# husband cheating after 20 years



## suem (Sep 26, 2015)

I need some guidance last week was to be our 20 year anniversary and we had planned to go away for the weekend but all of a sudden my husband text me and told me he was going to a bbq and colleage football game with a vendor from work this was totally out of character for him so I ask if I am invited then he said the guy had only 1 ticket then later he text again saying he tried again and no more tickets. I started to look into his email and text and found they had been texting and setting up this lie for weeks. I am devastated he was my sole mate I thought I trusted him with my life I am now 65 years old he is 6 years younger then I am . 
he first told me it was only a few weeks and they had not seen each other I found out its been months and months and then he said they have seen each other 2 time the firt time for coffee and HUGS then coffee and making out in the car but he still claims no sex I don't believe that at all . he said he loved her according to her and wants to be with her . we have not had the chance to talk yet as he is coming here today . the day I found out he was deployed to the valley fire and has been gone for 10 days. 
I don't even know at this point how to act in front of him all I do is cry and he just keeps on lying . he sent me a very strange text that said thank you for letting me know she like to just mess with peoples lives !!! who says that to his wife?


----------



## SecondTime'Round (Jan 15, 2015)

I'm sorry you're here . I don't understand the last line--what the text was he sent you. But, don't expect anything he says right now to make a lick of sense .


----------



## LongWalk (Apr 4, 2013)

Read about the 180? Do you have kids


----------



## D1C (Aug 29, 2015)

I don't understand the last sentence. Talk to him and be ready for the Okey doke. Let your emotions die down and think clearly and you will know what to do


----------



## TeddieG (Sep 9, 2015)

I will never get why cheaters set up a situation where the BS finds out on a very significant date. My h gave me the I love you but I'm not in love with you speech a week after his birthday, the night before I had a very important job interview. He confessed to infidelity on July 4 (two weeks after bomb-drop). He filed for divorce and then had it dismissed on his birthday in 2010. And at my mother's funeral last week he reconnected with OW. 

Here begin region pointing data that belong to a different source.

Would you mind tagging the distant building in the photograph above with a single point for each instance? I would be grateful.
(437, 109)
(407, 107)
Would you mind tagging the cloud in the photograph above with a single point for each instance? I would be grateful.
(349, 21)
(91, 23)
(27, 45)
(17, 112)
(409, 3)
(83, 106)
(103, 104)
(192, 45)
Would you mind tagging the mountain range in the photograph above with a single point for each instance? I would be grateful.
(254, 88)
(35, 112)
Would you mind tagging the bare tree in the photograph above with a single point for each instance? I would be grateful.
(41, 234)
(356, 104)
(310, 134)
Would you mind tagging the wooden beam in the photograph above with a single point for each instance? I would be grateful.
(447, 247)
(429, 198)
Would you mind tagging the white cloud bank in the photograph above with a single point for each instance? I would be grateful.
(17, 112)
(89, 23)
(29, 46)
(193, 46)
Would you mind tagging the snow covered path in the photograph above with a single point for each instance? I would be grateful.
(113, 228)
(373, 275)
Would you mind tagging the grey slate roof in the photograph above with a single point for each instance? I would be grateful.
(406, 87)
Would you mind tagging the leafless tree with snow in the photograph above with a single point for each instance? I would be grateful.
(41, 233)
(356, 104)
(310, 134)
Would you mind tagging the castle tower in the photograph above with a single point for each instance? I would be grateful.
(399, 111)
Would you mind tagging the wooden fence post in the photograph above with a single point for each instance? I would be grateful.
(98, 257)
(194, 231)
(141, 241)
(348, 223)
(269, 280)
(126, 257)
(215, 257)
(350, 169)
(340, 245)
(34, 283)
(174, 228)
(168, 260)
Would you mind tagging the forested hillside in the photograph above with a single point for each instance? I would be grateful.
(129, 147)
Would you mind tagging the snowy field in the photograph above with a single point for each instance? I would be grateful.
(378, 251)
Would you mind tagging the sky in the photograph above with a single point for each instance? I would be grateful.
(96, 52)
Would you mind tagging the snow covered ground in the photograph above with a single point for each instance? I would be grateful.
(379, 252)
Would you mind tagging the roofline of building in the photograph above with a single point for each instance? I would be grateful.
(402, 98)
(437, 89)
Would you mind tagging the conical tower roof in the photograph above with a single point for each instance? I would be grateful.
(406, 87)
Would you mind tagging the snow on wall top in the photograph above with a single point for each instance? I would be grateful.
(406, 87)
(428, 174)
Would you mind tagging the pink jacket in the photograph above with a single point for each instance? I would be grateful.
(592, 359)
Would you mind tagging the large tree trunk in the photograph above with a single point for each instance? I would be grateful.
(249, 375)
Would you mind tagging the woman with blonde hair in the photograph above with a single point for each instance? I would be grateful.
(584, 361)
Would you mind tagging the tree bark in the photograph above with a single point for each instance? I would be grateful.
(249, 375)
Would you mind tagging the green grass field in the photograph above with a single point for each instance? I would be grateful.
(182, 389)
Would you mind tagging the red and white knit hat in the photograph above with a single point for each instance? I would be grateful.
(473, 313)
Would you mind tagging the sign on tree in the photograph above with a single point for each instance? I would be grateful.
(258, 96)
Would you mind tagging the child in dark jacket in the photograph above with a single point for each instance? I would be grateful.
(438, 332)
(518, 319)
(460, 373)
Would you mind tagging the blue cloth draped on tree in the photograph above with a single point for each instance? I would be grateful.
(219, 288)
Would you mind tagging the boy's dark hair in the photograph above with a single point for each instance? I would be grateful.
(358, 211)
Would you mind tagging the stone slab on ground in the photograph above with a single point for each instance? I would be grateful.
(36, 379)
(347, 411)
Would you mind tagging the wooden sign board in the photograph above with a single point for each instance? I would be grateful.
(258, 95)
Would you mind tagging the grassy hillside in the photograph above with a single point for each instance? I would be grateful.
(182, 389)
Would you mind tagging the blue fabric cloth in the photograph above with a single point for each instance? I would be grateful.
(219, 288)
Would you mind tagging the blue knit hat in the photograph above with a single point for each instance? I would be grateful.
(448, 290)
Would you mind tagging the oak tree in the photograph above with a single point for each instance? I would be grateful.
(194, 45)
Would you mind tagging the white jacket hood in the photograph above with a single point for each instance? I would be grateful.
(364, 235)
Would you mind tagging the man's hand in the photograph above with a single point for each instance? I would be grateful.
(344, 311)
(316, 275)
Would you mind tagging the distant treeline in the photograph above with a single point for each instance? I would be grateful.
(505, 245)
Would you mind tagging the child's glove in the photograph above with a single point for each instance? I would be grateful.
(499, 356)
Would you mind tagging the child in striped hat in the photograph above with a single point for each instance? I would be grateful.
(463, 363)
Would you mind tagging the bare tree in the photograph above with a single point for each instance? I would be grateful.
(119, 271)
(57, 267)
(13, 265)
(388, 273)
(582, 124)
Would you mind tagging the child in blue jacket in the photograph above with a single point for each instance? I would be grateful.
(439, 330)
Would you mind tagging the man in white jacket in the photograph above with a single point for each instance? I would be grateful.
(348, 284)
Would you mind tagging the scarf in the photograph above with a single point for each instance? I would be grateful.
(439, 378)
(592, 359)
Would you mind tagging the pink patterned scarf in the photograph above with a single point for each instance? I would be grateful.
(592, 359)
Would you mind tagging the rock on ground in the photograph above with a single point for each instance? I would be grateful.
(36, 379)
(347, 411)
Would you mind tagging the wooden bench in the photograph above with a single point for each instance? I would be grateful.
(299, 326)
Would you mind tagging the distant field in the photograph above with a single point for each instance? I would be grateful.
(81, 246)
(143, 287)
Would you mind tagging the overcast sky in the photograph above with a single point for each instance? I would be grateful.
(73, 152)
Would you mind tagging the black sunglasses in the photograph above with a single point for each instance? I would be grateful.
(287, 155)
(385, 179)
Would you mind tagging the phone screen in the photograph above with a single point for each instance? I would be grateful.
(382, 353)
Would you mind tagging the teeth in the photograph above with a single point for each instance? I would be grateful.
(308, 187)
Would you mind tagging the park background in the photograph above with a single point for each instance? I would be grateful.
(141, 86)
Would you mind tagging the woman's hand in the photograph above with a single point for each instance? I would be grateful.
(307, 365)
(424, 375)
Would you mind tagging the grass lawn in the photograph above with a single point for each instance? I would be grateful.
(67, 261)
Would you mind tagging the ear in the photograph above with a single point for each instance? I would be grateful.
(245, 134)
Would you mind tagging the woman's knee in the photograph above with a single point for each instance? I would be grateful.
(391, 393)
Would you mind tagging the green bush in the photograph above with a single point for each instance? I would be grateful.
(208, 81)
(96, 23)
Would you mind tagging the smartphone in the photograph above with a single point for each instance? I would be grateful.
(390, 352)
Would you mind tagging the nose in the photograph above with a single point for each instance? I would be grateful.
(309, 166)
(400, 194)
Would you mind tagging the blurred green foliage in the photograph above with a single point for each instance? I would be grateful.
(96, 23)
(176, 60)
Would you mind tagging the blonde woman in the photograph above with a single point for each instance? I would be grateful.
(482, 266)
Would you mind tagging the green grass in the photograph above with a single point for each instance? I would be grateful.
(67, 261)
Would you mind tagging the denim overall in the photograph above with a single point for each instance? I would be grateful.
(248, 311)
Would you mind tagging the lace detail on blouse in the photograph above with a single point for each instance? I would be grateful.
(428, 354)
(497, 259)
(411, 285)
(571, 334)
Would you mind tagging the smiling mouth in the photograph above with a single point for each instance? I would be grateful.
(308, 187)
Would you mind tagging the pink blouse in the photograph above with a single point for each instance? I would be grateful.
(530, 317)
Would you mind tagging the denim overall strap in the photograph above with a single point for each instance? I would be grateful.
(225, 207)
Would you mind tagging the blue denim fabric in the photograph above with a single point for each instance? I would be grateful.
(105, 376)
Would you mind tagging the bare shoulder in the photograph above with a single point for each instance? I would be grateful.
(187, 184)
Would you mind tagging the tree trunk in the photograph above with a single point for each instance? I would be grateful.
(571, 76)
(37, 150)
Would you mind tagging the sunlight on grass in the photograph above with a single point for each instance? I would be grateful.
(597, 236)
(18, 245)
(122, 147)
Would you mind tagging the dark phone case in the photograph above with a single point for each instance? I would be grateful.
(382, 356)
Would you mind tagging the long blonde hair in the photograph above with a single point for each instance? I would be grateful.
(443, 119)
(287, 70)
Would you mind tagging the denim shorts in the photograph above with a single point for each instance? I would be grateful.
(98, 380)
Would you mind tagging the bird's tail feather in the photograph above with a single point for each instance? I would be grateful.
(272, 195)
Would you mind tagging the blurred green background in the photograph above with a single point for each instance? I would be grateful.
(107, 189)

There is something about the enormous pressure of their deceit and coverup that is even more intense around what should be celebrations and acknowledgements and recognition of the value of relationships. I am SOOO sorry that all this broke loose around your 20th anniversary. 

And I completely understand the last text, I think. I think that cheaters sometimes are so mad about their powerlessness to speak up, because of their own dysfunctions and inability to problem-solve, and deal with issues with their spouse, and they build resentment, and they're angry, and the cheating is a very passive-aggressive way of saying "I'm mad as hell (at you, since you're standing there) and I'm going to hurt you." Cheaters blame the marriage, the spouse, for the discontent and dissatisfaction that "leads" them to cheat. It's never their fault or their responsibility, in their minds. And now he's caught, and now it's his AP's fault that it's out. 

So sorry suem. Hang in there and get ready for a whirlwind, but get off the rollercoaster as soon as you can.


----------



## dignityhonorpride (Jan 2, 2014)

SecondTime'Round said:


> I'm sorry you're here . I don't understand the last line--what the text was he sent you. But, don't expect anything he says right now to make a lick of sense .


Sounds to me like he, the wh, is telling op, his betrayed wife, that the other woman's behavior to the betrayed wife has shown him (wh) the other woman's true colors. So, in that way, he has discovered that she, the other woman, is the type of person to mess with people's lives. 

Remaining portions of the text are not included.